Department of Gastrointestinal Surgery, Affiliated Hospital of Zunyi Medical University, No. 149, Dalian Road, Huichuan District, Zunyi, 563099, Guizhou Province, China.
Department of Gastrointestinal Surgery, Guizhou Provincial People's Hospital, No. 83, Zhongshan East Road, Nanming District, Guiyang, 550499, Guizhou, China.
Sci Rep. 2024 Sep 15;14(1):21539. doi: 10.1038/s41598-024-72835-9.
Da Vinci robot-assisted pancreaticoduodenectomy offers advantages, including minimal invasiveness, precise, and safe procedures. This study aimed to investigate the clinical effectiveness of implementing enhanced recovery after surgery (ERAS) concepts in Da Vinci robot-assisted pancreaticoduodenectomy. A retrospective analysis was conducted on clinical data from 62 patients who underwent Da Vinci robot-assisted pancreaticoduodenectomy between January 2018 and December 2022. Among these patients, 30 were managed with ERAS principles, while 32 were managed using traditional perioperative management protocols. Surgical time, intraoperative blood loss, postoperative oral intake time, time to return of bowel function, time to ambulation, visual analog scale (VAS) pain scores, fluid replacement volume, length of hospital stay, total hospital expenses, complications, and patient satisfaction were recorded and compared between the two groups. Postoperative follow-up included assessment of postoperative functional scores, reoperation rates, SF-36 quality of life scores, and survival rates. The average follow-up time was 35.6 months (range: 12-56 months). There were no statistically significant differences in general characteristics, including age, surgical time, intraoperative blood loss, and preoperative medical history between the two groups (P > 0.05). Compared to the control group, the intervention group had an earlier postoperative oral intake time, faster return of bowel function, rapid ambulation, and shorter hospital stays (P < 0.05).

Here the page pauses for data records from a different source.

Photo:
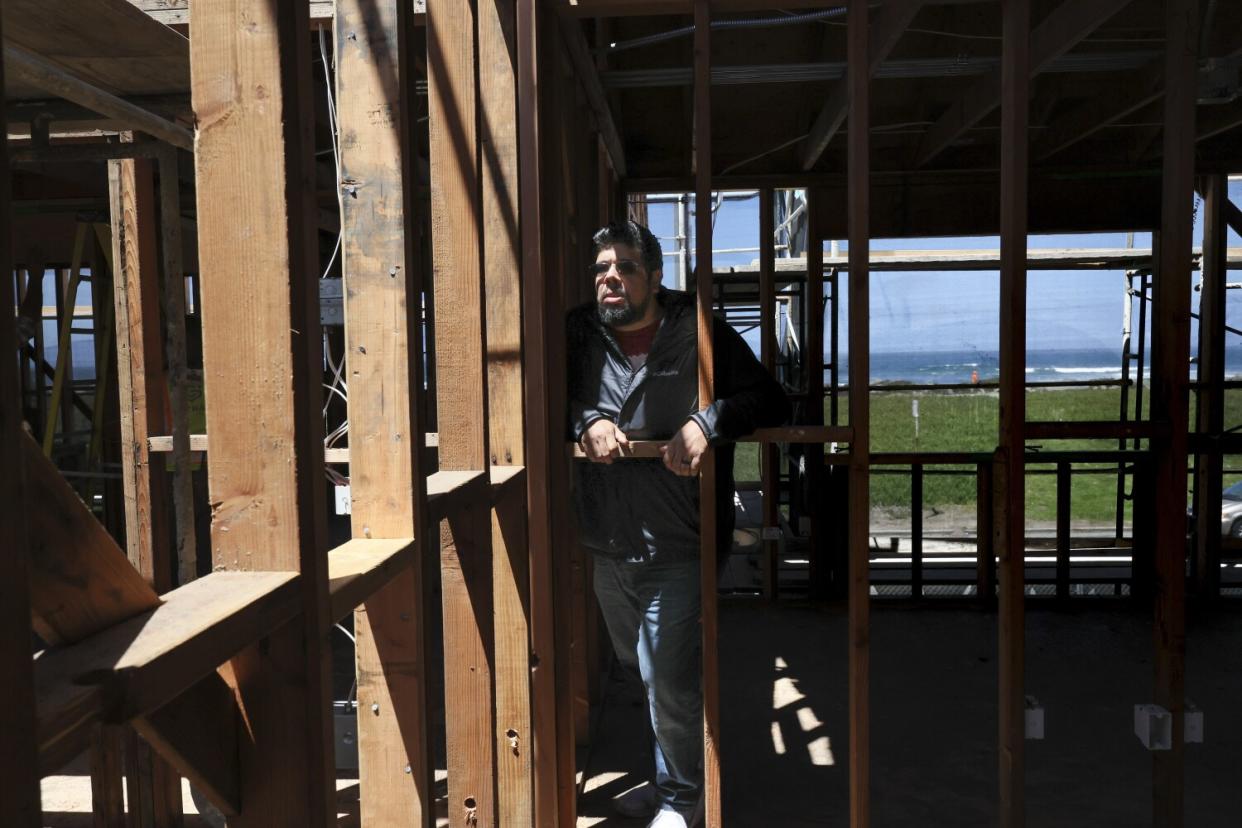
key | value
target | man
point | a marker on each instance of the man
(634, 375)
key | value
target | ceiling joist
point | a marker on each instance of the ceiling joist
(892, 22)
(1060, 31)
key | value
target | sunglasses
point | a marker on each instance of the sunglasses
(625, 267)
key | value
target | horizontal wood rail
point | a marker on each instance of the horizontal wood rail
(650, 448)
(362, 566)
(1092, 430)
(163, 443)
(140, 664)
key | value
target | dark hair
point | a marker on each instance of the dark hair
(632, 235)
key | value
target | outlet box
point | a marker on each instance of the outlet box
(1153, 725)
(1192, 728)
(1033, 715)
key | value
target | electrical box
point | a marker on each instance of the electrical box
(1033, 713)
(1153, 725)
(332, 302)
(1192, 729)
(344, 719)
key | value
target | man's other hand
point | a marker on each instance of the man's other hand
(684, 451)
(604, 441)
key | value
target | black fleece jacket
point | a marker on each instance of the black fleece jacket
(636, 509)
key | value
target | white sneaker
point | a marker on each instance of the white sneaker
(636, 803)
(667, 819)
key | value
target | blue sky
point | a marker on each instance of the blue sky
(959, 310)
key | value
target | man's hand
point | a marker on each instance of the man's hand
(604, 441)
(684, 451)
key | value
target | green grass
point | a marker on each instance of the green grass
(966, 421)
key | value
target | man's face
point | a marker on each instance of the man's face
(624, 289)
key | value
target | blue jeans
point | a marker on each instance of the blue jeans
(652, 612)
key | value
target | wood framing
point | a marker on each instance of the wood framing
(19, 769)
(461, 392)
(383, 299)
(1056, 35)
(712, 793)
(894, 18)
(1211, 392)
(502, 284)
(1170, 397)
(769, 457)
(262, 360)
(860, 415)
(544, 369)
(153, 787)
(1010, 474)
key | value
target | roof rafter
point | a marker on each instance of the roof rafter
(1060, 31)
(892, 22)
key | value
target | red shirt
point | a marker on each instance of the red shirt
(636, 344)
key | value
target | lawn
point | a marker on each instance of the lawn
(966, 421)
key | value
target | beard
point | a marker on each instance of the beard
(622, 314)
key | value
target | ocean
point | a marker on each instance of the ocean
(1041, 365)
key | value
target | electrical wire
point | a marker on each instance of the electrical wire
(748, 22)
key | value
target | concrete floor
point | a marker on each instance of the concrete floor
(785, 739)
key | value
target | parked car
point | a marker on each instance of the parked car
(1231, 510)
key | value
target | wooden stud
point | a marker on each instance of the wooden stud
(1010, 503)
(858, 153)
(384, 360)
(893, 20)
(460, 342)
(263, 364)
(19, 769)
(178, 375)
(769, 457)
(544, 374)
(712, 793)
(1211, 394)
(140, 387)
(1065, 500)
(498, 113)
(1170, 361)
(985, 546)
(917, 531)
(821, 567)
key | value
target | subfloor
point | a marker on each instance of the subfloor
(933, 700)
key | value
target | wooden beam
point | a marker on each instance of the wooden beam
(1089, 117)
(1010, 469)
(362, 566)
(383, 274)
(196, 734)
(460, 346)
(892, 22)
(589, 78)
(1211, 392)
(712, 793)
(80, 579)
(544, 373)
(138, 666)
(263, 363)
(1056, 35)
(1170, 361)
(858, 154)
(19, 769)
(502, 284)
(34, 70)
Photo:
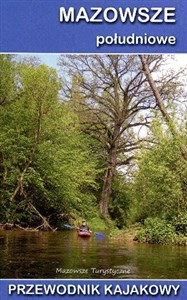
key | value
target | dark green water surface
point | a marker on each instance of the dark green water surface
(65, 255)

The intervention group also had lower postoperative VAS scores, lower fluid replacement volume, lower total hospital expenses, and a lower rate of complications (P < 0.05). Patient satisfaction was higher in the intervention group (P < 0.05). There were no statistically significant differences between the two groups in two-year functional scores, reoperation rates, quality of life scores, and survival rates (P > 0.05). Implementing ERAS principles in Da Vinci robot-assisted pancreaticoduodenectomy substantially expedited postoperative recovery, lowered pain scores, and diminished complications. However, there were no notable differences in long-term outcomes between the two groups.

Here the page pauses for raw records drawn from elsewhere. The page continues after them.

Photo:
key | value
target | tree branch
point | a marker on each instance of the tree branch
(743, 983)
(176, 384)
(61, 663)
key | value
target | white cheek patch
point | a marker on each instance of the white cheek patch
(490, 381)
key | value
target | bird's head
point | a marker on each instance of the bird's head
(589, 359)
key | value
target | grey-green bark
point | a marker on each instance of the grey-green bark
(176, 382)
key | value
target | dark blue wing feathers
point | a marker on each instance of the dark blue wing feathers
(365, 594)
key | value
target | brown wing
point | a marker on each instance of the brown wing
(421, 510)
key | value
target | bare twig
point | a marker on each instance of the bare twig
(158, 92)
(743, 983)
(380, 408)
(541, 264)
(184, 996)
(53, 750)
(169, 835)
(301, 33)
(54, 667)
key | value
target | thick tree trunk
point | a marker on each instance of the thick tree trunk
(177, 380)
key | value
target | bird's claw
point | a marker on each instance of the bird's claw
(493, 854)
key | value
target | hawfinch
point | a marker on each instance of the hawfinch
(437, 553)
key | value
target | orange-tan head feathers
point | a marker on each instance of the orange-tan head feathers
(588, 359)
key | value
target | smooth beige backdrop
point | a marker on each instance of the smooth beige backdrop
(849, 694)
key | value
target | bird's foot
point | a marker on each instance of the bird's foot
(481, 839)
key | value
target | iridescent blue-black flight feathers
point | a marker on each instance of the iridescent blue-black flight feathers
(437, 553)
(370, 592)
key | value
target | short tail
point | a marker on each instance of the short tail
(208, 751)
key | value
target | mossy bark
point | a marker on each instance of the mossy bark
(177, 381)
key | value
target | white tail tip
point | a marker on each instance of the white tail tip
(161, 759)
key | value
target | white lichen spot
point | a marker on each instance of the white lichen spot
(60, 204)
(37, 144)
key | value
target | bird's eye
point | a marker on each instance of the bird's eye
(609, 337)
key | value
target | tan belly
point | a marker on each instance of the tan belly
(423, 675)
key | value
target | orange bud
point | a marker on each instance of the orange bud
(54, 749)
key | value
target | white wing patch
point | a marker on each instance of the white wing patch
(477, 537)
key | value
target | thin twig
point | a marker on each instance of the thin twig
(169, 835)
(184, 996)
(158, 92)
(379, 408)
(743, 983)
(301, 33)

达芬奇机器人辅助胰十二指肠切除术具有微创、精确和安全的优点。本研究旨在探讨达芬奇机器人辅助胰十二指肠切除术中实施加速康复外科(ERAS)理念的临床效果。回顾性分析了 2018 年 1 月至 2022 年 12 月期间 62 例接受达芬奇机器人辅助胰十二指肠切除术的患者的临床资料。其中 30 例患者采用 ERAS 原则管理,32 例患者采用传统围手术期管理方案。记录并比较两组患者的手术时间、术中出血量、术后口服摄入时间、肠功能恢复时间、下床活动时间、视觉模拟评分(VAS)疼痛评分、液体置换量、住院时间、总住院费用、并发症和患者满意度。术后随访包括评估术后功能评分、再次手术率、SF-36 生活质量评分和生存率。平均随访时间为 35.6 个月(范围:12-56 个月)。两组患者的一般特征,包括年龄、手术时间、术中出血量和术前病史,差异均无统计学意义(P>0.05)。与对照组相比,干预组术后口服摄入时间更早,肠功能恢复更快,下床活动更快,住院时间更短(P<0.05)。干预组术后 VAS 评分较低,液体置换量较低,总住院费用较低,并发症发生率较低(P<0.05)。干预组患者满意度较高(P<0.05)。两组患者的两年功能评分、再次手术率、生活质量评分和生存率差异均无统计学意义(P>0.05)。在达芬奇机器人辅助胰十二指肠切除术中实施 ERAS 原则可显著加快术后恢复,降低疼痛评分,减少并发症。然而,两组患者的长期预后无显著差异。